青春の切なさと残酷な運命が交錯する、恋愛小説

青春の切なさと残酷な運命が交錯する、恋愛小説
『わたしを離さないで』

Tonami Thailand Co., Ltd.
岡本祥和

1980年、トナミ運輸株式会社(現トナミ ホールディングス株式会社)入社。同社関連の国際物流会社、通関会社役員を経て2014年トナミ タイランド代表として着任。レムチャバン港における海上コンテナ、重量貨物輸送とコンテナ保管を行うマハポーン トランスポートの代表も務める。バンコク富山県人会会長。趣味はゴルフとビリヤード。

www.thaitonami.com/ja

ノーベル文学賞受賞が記憶に新しい、カズオ イシグロ氏の長編小説。臓器提供のために生を受けた、温室育ちのクローン人間たちが、残酷な運命に葛藤しながらも使命を受け入れていく姿を描いている。 舞台はイギリスの田舎町。幼少期~青年期を共に過ごした3人の男女が友情や恋愛に心を揺さぶられる風景だけを切り取れば、まるで青春物語だ。しかし終始、彼らの存在が臓器提供の役割を果たすためにあるという事実が読み手の心に重く響く。成人を迎えた頃から臓器提供は始まり、3~4回の提供で短い生涯を終えていく。

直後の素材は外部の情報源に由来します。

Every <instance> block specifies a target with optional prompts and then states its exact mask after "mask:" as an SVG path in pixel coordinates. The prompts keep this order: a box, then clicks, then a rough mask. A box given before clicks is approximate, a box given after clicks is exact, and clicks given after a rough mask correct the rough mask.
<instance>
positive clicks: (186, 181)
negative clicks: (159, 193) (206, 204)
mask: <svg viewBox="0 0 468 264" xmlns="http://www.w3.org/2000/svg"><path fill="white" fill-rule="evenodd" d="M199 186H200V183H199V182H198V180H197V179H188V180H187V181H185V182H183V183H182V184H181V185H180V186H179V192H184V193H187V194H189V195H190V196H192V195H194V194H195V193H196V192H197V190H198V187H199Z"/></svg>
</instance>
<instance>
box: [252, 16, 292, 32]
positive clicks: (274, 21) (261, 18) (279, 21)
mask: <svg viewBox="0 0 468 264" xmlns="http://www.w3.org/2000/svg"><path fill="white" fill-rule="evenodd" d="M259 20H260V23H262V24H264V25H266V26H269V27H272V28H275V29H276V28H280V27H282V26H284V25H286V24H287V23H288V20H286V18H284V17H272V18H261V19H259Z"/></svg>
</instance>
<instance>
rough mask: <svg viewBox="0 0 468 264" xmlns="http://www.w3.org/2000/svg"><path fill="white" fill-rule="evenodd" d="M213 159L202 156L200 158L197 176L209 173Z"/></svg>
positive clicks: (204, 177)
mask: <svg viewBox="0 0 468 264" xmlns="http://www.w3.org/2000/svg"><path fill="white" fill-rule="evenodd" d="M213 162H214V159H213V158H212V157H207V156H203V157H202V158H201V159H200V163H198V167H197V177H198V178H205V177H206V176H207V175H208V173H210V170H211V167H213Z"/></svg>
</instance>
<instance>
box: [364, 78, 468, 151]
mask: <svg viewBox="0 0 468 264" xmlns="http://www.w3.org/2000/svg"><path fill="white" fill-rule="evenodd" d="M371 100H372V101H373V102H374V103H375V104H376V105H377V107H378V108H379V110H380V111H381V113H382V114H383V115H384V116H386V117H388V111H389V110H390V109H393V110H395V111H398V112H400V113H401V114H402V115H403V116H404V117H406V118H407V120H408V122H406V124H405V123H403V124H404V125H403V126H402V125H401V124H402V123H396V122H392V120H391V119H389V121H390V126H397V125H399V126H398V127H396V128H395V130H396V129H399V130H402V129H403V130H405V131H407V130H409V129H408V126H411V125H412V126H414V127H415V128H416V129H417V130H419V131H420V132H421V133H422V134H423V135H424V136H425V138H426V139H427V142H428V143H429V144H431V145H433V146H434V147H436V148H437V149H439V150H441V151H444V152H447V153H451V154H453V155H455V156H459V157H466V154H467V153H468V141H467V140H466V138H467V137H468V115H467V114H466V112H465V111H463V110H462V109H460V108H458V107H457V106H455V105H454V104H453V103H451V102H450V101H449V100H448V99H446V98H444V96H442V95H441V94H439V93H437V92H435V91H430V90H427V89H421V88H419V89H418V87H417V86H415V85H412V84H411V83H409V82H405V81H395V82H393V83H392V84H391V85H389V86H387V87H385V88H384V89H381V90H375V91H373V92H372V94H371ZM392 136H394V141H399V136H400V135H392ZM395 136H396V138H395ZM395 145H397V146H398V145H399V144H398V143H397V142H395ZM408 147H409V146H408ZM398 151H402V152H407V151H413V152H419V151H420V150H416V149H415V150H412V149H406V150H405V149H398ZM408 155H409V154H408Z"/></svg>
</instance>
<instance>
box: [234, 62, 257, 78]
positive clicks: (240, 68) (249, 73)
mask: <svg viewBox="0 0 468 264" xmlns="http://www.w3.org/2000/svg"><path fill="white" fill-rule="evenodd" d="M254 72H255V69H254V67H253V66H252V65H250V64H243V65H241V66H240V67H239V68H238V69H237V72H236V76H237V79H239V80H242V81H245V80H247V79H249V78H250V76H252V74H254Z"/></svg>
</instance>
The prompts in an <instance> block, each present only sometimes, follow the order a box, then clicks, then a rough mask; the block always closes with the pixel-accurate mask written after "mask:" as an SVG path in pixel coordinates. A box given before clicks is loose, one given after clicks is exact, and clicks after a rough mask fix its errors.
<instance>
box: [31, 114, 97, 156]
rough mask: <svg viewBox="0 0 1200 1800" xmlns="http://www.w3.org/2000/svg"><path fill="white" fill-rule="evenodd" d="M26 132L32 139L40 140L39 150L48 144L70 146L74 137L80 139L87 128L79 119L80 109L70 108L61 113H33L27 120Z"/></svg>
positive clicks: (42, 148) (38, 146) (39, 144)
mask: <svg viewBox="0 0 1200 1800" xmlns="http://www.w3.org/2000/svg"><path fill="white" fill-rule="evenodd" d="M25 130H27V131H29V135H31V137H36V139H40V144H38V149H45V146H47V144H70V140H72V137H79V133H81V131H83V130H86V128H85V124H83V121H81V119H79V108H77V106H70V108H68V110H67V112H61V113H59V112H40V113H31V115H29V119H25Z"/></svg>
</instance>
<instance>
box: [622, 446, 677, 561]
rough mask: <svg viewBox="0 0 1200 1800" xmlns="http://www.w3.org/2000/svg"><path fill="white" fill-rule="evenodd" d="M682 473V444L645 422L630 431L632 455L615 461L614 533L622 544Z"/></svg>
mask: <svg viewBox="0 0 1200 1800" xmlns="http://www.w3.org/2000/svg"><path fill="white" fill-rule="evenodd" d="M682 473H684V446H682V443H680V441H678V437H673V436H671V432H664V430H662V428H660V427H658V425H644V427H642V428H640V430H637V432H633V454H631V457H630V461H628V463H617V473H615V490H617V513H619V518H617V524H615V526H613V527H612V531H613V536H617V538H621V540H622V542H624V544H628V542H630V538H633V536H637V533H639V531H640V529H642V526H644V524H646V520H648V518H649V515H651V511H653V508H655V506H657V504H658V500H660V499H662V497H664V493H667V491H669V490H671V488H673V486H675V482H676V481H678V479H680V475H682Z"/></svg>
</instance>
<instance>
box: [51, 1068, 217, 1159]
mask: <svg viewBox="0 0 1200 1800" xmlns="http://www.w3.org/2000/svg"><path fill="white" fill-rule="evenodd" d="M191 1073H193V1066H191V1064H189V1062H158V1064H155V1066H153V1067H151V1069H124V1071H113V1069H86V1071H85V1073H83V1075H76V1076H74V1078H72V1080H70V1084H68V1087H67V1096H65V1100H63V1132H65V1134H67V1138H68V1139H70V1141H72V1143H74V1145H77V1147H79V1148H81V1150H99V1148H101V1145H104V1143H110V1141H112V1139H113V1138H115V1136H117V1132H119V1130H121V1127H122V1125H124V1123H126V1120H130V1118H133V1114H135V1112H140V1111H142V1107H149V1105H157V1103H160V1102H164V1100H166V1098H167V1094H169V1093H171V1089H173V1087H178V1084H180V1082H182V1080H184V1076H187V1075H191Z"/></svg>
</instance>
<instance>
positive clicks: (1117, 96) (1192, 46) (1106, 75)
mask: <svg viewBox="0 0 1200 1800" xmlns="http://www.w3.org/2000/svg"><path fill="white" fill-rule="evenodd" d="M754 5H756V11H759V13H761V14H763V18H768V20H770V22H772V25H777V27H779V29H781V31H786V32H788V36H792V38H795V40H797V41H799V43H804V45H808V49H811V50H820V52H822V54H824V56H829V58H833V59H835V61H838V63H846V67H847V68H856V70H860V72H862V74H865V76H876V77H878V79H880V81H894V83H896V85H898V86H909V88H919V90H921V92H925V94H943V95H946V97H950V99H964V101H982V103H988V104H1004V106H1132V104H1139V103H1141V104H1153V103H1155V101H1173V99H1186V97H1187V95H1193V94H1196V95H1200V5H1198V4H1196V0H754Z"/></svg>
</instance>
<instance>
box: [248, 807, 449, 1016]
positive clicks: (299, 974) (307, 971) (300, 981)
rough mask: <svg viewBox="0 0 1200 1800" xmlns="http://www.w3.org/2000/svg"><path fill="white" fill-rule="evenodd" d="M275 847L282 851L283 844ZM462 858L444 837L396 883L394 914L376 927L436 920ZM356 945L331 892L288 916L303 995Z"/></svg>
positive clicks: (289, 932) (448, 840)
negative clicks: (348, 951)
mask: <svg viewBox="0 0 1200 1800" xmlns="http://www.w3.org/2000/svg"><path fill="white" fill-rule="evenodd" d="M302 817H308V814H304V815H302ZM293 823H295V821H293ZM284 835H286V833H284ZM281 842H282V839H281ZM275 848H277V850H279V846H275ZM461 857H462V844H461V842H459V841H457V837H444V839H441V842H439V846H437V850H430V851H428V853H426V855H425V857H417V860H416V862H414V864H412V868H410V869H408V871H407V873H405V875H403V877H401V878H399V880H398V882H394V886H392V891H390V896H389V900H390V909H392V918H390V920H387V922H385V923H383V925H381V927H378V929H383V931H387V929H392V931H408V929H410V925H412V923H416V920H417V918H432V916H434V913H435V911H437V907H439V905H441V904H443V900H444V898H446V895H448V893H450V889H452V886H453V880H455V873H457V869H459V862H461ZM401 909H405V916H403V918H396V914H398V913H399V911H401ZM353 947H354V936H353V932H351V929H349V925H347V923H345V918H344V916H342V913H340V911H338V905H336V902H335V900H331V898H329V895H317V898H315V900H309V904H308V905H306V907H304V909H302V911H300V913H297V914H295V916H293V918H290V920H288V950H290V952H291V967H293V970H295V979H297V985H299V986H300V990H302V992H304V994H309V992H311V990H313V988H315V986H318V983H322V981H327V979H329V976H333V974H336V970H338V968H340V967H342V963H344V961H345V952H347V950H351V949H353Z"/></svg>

2010年の映画化をきっかけに本作を知ったという岡本社長、原作を読んでさらに魅了され、同氏の作品を読みあさったという。

「『わたしを離さないで』は、決っして逃れられない運命、変えられない未来に追いつめられていく若者たちの、健気で切なく残酷なストーリーです。主人公の語りは淡々としていますが、普通の人間と同じ体と心を持ちながらも、同じようには生きられない彼らの“生”に対する“もがき”が読み手に切なく訴え続けます。その抑圧された閉塞感は、現代人そのものかもしれません。5歳で日本を離れイギリスで育ったという著者の小説は、記憶と幻想が交じりあった世界観が印象的です。1900年代初め、上海で孤児になったイギリス人を描いた『わたしたちが孤児だったころ』も好きな作品です。上海に行かれたことのある方なら、きっと楽しめる作品ではないかと思います」。